Mães orcas sacrificam o próprio futuro pela sobrevivência dos filhos machos



Apesar da má reputação que possam ter, sendo muitas vezes apelidadas de ‘baleias assassinas’, as orcas (Orcinus orca) são, na realidade, cetáceos altamente sociais, à semelhança de muitos outros membros dessa ordem, e são capazes de desenvolver laços afetivos muito fortes entre membros do mesmo grupo.

Prova disso é o facto de as progenitoras colocarem em xeque a sua capacidade de reprodução para cuidarem das crias, sobretudo dos pequenos machos.

Num artigo divulgado esta semana na revista ‘Current Biology’, uma equipa de cientistas dos Estados Unidos e do Reino Unido revela que por cada filho macho que tenham a seu cargo, as progenitoras veem reduzida em cerca de metade a probabilidade anual de terem novamente crias.

Ao contrário das crias fêmeas, os machos ficam ao cuidado da progenitora durante muito mais tempo e exigem muito mais atenção do que as irmãs, especialmente quando elas atingem a idade adulta. Por isso, os investigadores sugerem que as crias machos são um ‘fardo’ que as progenitoras têm de carregar para o resto das suas vidas.

“Os nossos estudos anteriores mostraram que os filhos têm mais hipóteses de sobreviver se estiverem perto da mãe”, aponta Michael Weiss, da Universidade de Exeter, que acrescenta que o objetivo deste mais recente trabalho era perceber se isso teria algum custo para a progenitora.

“A reposta é sim”, responde, sublinhando que “as mães orcas pagam um custo elevado em termos da sua futura reprodução para manterem os filhos machos vivos”.

Analisando registos de 1982 a 2021 de 40 fêmeas de uma população que vive na costa do Pacífico da região da América do Norte, os biólogos verificaram que tanto machos como fêmeas dessa população tendem a permanecer no grupo em que nasceram, sendo esse governado por uma fêmea mais velha, uma matriarca.

As orcas dessa população alimentam-se especialmente de salmão e os cientistas puderem constatar que é frequente as progenitoras dividirem o seu peixe em dois: metade para elas, metade para as crias machos.

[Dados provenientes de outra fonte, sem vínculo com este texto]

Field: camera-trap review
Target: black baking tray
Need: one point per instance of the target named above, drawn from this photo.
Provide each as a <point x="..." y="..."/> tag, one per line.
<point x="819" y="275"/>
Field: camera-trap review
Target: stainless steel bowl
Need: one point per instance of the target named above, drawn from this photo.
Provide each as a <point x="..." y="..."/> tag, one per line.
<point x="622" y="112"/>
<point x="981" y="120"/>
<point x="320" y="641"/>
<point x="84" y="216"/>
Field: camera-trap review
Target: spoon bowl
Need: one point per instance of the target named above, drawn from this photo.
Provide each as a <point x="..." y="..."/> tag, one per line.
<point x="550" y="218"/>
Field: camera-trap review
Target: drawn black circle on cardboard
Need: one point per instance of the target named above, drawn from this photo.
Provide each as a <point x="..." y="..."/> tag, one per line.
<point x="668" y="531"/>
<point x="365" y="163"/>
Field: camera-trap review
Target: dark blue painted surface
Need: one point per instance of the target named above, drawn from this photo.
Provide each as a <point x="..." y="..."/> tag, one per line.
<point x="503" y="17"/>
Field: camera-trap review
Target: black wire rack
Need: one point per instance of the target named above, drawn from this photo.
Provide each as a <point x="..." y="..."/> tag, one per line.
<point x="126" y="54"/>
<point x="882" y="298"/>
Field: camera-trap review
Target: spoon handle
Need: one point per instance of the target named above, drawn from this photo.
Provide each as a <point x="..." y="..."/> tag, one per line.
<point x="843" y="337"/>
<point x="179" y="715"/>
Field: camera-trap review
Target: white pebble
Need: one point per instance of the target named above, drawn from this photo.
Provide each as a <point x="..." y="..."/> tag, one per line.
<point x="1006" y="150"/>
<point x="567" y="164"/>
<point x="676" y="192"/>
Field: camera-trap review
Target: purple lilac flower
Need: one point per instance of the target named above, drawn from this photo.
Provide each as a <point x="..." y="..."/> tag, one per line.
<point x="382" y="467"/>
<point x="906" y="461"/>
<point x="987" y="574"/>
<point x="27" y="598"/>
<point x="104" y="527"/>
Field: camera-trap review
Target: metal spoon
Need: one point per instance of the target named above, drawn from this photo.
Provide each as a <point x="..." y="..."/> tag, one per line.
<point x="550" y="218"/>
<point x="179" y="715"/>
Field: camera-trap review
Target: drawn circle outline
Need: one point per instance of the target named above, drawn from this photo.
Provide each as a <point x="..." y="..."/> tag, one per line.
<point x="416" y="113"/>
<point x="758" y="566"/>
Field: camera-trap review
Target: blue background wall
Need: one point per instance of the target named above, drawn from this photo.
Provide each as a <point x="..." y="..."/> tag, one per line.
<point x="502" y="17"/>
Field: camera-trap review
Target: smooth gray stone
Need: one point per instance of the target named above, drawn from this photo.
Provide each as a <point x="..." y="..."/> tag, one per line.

A mães também alimentam as crias fêmeas, mas quando essas atingem a maturidade sexual e a idade reprodutora, isso tende a parar. No entanto, continuam a fornecer alimento aos machos, mesmo depois de adultos.

Os autores consideram que este é um “sacrifício” que as progenitoras fazem para garantir a sobrevivência dos filhos, mesmo que isso possa colocar em risco a sua capacidade de gerar novas crias. É um comportamento que sugerem ser “altamente invulgar” na Natureza e pode mesmo ser “único” e exclusivo desta espécie.

Darren Croft, outro dos investigadores que esteve envolvido neste trabalho, argumenta que o sacrifício das progenitoras poderá não ser totalmente desinteressado, uma vez que aumentar a probabilidade de sobrevivência dos filhos machos e, consequentemente, assegurar que se reproduzem, é uma forma de a mãe garantir os seus próprios genes, codificados no material genético da cria, são transmitidos a uma próxima geração de orcas.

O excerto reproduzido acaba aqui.